Le problème est que les choses ont évolué alors que le code, lui, n’a pas été réformé. Le poids de la législation économique et celui des affaires ont tout changé et sont apparus un certain nombre de délits ne présentant pas les caractéristiques des délits habituels, des délits pour l’essentiel dissimulés et non susceptibles d’être poursuivis parce que précisément, ceux qui les commettent s’arrangent pour interdire toute possibilité de poursuite dans des délais normaux.

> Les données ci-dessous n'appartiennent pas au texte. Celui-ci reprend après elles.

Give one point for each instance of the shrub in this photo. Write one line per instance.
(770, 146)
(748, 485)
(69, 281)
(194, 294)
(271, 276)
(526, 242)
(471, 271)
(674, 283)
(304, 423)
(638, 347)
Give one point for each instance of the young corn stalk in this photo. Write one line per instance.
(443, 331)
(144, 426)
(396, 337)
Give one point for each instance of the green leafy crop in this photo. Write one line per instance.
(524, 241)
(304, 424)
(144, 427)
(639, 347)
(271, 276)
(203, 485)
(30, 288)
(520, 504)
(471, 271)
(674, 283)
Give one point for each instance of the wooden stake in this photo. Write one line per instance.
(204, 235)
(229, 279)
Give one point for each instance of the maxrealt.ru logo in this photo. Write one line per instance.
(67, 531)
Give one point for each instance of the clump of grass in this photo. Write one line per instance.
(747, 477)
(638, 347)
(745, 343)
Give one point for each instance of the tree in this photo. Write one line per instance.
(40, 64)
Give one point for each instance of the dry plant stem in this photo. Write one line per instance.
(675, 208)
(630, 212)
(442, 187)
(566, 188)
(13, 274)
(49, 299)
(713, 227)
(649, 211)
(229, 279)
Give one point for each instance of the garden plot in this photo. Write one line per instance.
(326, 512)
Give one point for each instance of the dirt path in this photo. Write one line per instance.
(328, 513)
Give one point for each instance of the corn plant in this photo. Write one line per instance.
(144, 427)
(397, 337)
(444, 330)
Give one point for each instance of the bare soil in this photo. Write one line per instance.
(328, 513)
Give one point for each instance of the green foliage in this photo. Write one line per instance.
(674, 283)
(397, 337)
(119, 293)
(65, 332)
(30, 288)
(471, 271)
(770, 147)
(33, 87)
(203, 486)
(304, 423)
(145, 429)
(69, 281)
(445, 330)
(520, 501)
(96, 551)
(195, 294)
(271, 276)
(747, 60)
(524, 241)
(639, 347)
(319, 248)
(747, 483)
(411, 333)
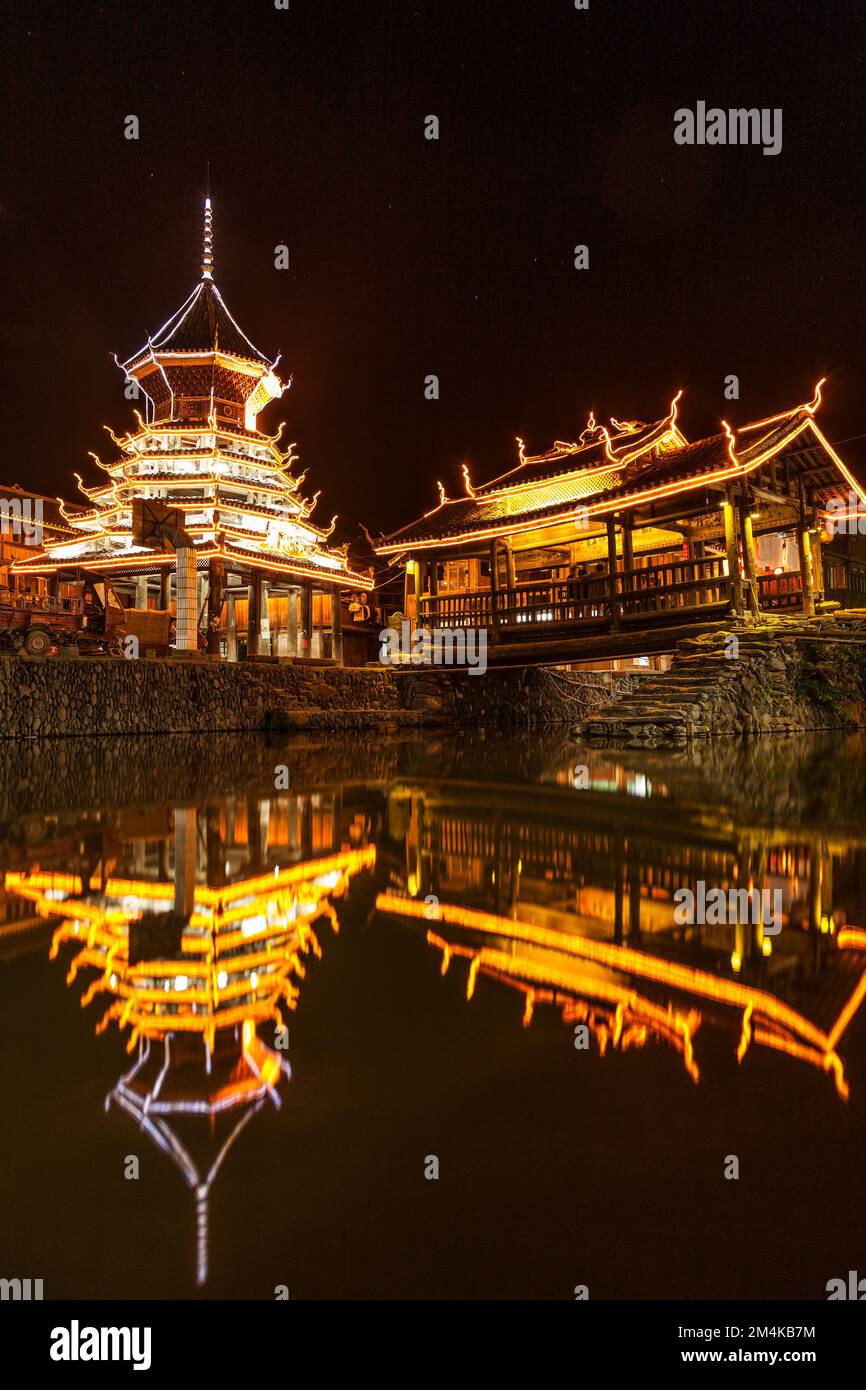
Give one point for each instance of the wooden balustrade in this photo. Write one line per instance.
(644, 592)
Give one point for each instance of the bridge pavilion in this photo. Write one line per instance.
(262, 560)
(631, 528)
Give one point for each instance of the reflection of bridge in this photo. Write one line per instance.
(581, 887)
(606, 987)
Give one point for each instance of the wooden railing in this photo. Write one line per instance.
(676, 584)
(654, 590)
(658, 588)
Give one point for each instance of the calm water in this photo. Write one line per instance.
(437, 922)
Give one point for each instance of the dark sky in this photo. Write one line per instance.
(412, 256)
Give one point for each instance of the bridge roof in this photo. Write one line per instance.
(608, 473)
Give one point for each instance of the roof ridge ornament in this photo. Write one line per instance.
(207, 245)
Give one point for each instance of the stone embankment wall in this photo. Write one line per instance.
(777, 676)
(56, 697)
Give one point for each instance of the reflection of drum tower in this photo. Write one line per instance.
(193, 970)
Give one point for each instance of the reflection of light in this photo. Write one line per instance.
(777, 1025)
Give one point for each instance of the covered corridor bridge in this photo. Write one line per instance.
(631, 534)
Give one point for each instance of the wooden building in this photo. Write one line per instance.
(631, 526)
(267, 576)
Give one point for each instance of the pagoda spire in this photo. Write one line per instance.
(207, 248)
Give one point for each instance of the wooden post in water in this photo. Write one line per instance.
(253, 622)
(748, 553)
(337, 627)
(214, 606)
(627, 551)
(306, 619)
(805, 556)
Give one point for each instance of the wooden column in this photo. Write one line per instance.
(748, 555)
(613, 592)
(231, 626)
(510, 577)
(306, 619)
(627, 551)
(818, 565)
(410, 595)
(292, 622)
(214, 606)
(805, 555)
(337, 627)
(253, 623)
(733, 555)
(495, 584)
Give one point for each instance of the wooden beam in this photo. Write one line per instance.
(733, 555)
(337, 627)
(748, 553)
(495, 584)
(306, 617)
(613, 595)
(805, 555)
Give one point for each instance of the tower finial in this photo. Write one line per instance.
(207, 252)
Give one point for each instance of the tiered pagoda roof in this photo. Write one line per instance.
(199, 451)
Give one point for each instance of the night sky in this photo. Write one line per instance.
(412, 256)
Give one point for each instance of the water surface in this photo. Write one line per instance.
(437, 922)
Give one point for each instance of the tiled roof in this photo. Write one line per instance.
(203, 324)
(495, 503)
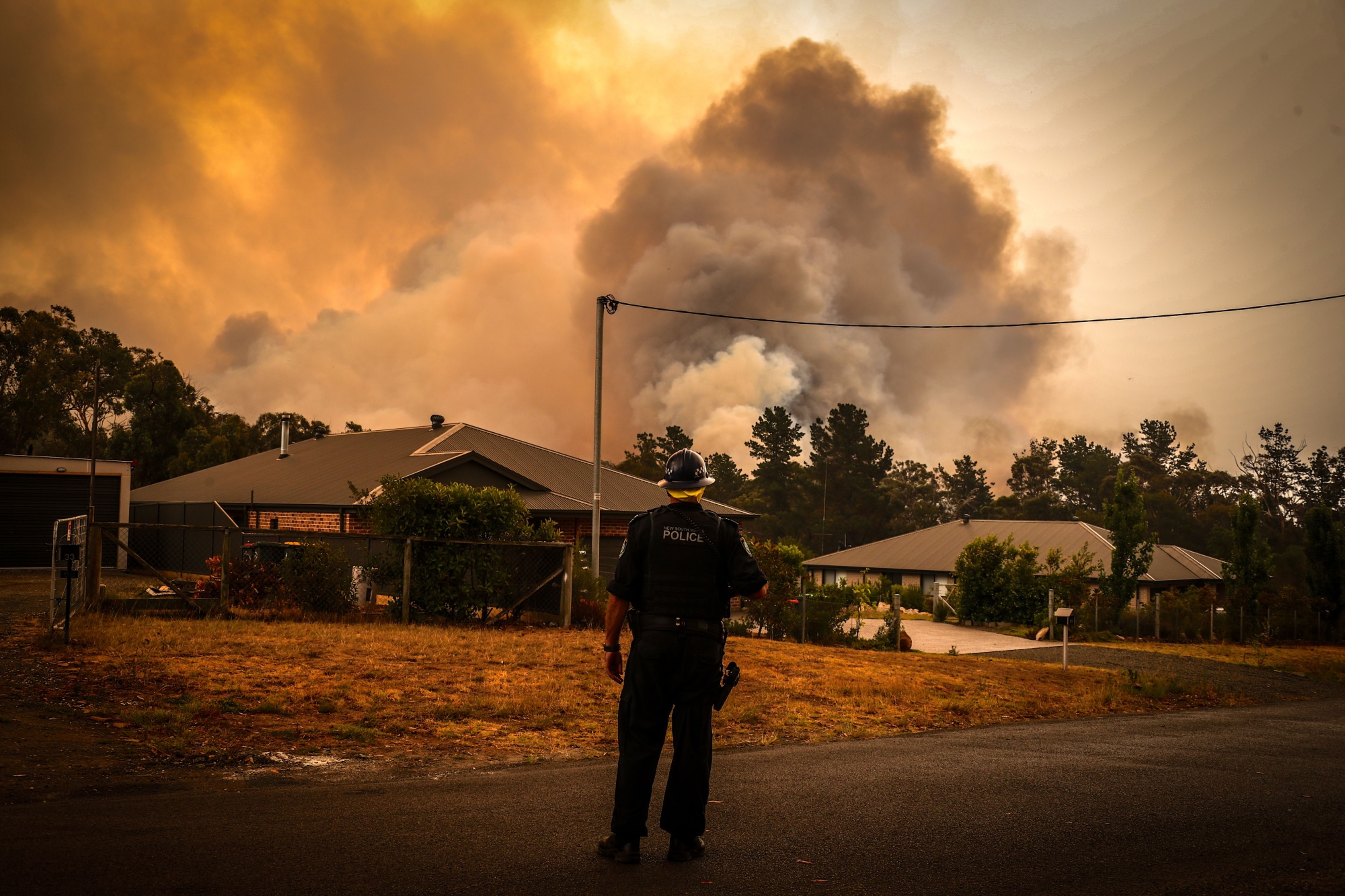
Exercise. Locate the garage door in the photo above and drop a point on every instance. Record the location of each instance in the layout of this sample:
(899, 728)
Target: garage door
(30, 504)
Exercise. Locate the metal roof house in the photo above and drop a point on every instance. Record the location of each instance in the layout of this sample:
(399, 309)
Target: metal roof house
(311, 488)
(927, 557)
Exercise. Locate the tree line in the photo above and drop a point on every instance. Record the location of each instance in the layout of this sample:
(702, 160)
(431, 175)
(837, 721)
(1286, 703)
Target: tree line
(148, 411)
(1277, 520)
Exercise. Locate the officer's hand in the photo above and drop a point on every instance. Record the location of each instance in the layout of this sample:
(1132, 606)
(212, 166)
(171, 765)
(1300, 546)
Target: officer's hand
(613, 661)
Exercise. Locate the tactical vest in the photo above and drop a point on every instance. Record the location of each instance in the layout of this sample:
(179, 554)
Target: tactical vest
(684, 574)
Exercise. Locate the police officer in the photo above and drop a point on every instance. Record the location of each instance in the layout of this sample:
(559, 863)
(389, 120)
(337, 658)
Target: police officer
(676, 574)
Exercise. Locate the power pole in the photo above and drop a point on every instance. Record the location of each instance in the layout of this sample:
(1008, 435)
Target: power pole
(93, 439)
(606, 306)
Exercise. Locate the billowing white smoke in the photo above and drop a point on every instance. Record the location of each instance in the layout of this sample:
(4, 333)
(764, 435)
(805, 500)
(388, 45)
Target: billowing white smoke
(809, 194)
(720, 399)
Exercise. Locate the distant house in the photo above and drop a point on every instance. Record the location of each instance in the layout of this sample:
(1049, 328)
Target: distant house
(927, 557)
(311, 488)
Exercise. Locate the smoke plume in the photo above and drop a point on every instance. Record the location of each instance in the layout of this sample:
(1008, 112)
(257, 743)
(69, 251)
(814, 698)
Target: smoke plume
(382, 210)
(807, 193)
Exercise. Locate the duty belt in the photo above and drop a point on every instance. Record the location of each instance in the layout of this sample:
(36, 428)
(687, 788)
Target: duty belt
(681, 624)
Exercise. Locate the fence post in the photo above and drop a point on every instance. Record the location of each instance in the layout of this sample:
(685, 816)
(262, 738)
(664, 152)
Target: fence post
(224, 571)
(804, 599)
(567, 584)
(896, 614)
(407, 586)
(93, 564)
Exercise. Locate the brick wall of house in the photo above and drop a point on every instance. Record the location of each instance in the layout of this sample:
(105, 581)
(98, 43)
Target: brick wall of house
(575, 529)
(307, 521)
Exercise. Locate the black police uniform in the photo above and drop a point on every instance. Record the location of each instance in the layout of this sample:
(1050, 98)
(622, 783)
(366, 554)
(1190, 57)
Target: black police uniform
(678, 587)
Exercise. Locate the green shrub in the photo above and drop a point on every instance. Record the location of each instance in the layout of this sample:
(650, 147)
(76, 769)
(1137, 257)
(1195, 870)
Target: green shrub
(318, 578)
(783, 567)
(829, 610)
(456, 582)
(997, 582)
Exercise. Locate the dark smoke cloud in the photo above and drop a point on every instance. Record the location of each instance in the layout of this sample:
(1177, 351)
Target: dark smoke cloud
(809, 193)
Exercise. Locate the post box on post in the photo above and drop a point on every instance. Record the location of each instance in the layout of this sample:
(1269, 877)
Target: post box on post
(1065, 615)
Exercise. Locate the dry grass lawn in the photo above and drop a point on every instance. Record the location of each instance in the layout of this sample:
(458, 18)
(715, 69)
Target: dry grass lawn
(214, 687)
(1325, 662)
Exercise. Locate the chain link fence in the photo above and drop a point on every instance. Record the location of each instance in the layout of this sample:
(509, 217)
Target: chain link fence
(205, 567)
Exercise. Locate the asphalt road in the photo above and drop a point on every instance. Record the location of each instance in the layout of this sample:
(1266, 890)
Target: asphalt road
(1231, 801)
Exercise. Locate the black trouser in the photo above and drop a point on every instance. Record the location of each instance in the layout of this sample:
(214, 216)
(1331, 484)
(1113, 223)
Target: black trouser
(668, 672)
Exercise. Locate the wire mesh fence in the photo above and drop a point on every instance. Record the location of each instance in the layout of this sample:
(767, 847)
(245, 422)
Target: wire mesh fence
(321, 571)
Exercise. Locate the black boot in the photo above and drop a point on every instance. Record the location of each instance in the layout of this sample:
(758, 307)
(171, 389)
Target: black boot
(623, 851)
(683, 850)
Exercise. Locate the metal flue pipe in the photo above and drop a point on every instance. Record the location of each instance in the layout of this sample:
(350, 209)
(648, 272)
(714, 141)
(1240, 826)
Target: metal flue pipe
(284, 435)
(606, 306)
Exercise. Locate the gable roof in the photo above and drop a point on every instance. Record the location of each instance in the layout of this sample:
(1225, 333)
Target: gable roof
(318, 471)
(937, 549)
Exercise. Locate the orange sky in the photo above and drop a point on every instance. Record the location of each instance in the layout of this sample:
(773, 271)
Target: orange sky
(377, 212)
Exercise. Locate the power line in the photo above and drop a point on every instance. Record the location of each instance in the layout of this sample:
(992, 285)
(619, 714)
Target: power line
(614, 303)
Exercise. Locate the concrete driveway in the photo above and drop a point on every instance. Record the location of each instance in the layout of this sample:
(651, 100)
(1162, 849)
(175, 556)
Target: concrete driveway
(938, 638)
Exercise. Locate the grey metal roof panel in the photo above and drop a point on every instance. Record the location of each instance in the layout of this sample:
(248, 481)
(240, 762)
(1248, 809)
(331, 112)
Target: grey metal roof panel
(937, 549)
(318, 470)
(565, 474)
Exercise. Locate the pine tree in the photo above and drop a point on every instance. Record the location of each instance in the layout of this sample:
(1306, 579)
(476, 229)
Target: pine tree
(1132, 552)
(1249, 563)
(966, 489)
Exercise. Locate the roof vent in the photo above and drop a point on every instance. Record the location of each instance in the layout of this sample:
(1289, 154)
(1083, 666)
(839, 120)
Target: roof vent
(284, 435)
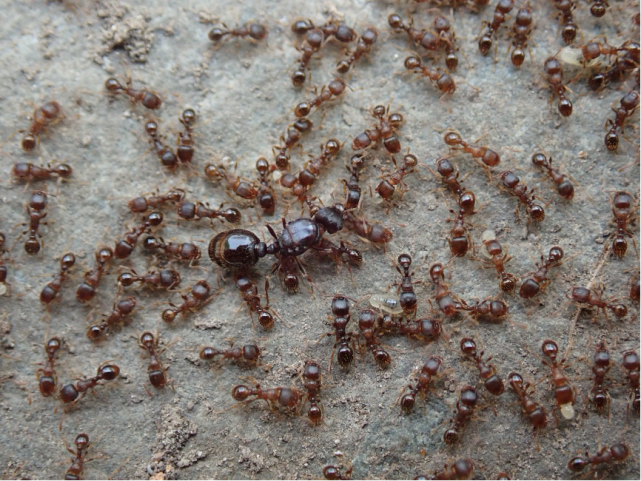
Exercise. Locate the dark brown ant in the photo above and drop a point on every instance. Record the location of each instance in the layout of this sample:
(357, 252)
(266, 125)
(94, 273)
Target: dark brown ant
(256, 31)
(52, 289)
(564, 392)
(126, 246)
(47, 379)
(248, 354)
(554, 71)
(632, 365)
(460, 470)
(385, 131)
(443, 81)
(29, 172)
(156, 371)
(563, 186)
(199, 295)
(522, 29)
(539, 280)
(187, 251)
(568, 27)
(165, 279)
(328, 92)
(43, 116)
(120, 311)
(147, 98)
(513, 185)
(614, 454)
(249, 293)
(74, 473)
(533, 410)
(464, 410)
(143, 204)
(422, 383)
(503, 7)
(165, 153)
(487, 372)
(367, 326)
(486, 155)
(629, 104)
(387, 186)
(185, 150)
(87, 290)
(363, 46)
(599, 392)
(72, 393)
(189, 211)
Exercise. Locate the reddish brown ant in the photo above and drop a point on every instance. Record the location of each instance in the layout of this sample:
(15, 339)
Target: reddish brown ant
(539, 280)
(199, 295)
(487, 372)
(165, 279)
(422, 383)
(147, 98)
(43, 116)
(533, 410)
(53, 288)
(563, 186)
(606, 455)
(47, 379)
(554, 71)
(629, 103)
(87, 290)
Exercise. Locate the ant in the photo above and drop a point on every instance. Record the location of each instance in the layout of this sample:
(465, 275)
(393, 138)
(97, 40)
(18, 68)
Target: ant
(594, 298)
(332, 90)
(513, 185)
(522, 29)
(248, 354)
(255, 31)
(120, 310)
(73, 392)
(554, 71)
(503, 7)
(487, 372)
(632, 365)
(464, 410)
(629, 104)
(600, 395)
(564, 392)
(125, 247)
(440, 77)
(143, 204)
(52, 289)
(249, 293)
(87, 290)
(422, 383)
(187, 251)
(185, 150)
(27, 171)
(164, 152)
(563, 186)
(387, 186)
(147, 98)
(617, 452)
(156, 371)
(363, 46)
(367, 326)
(43, 116)
(533, 410)
(199, 295)
(47, 379)
(165, 279)
(539, 280)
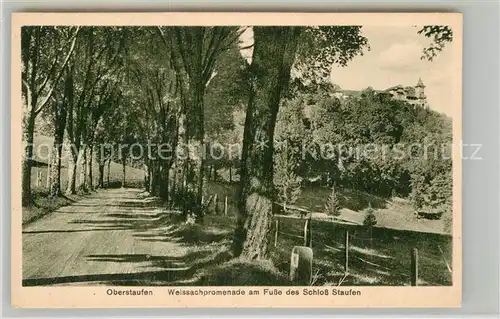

En 1935, pour la première fois, la Cour de cassation estimait qu’en matière d’abus de confiance, le point de départ pour la prescription du délit n’était pas celui de la commission des faits mais celui de leur révélation. Un arrêt de règlement aurait pu être pris pour signifier que cette règle valait en toute matière économique. Tel n’a pas été le cas. En conséquence, si pour une partie des délits économiques, c’est bien la nouvelle règle de la Cour de cassation qui s’applique, à savoir celle qui fixe le point de départ pour la prescription du délit au jour de la révélation des faits – vote de l’assemblée générale, décision des actionnaires… –, ce n’est pas le cas pour tous, en particulier en matière de faux. Il n’y avait donc plus aucune sécurité juridique. Or le droit, ce doit être la sécurité.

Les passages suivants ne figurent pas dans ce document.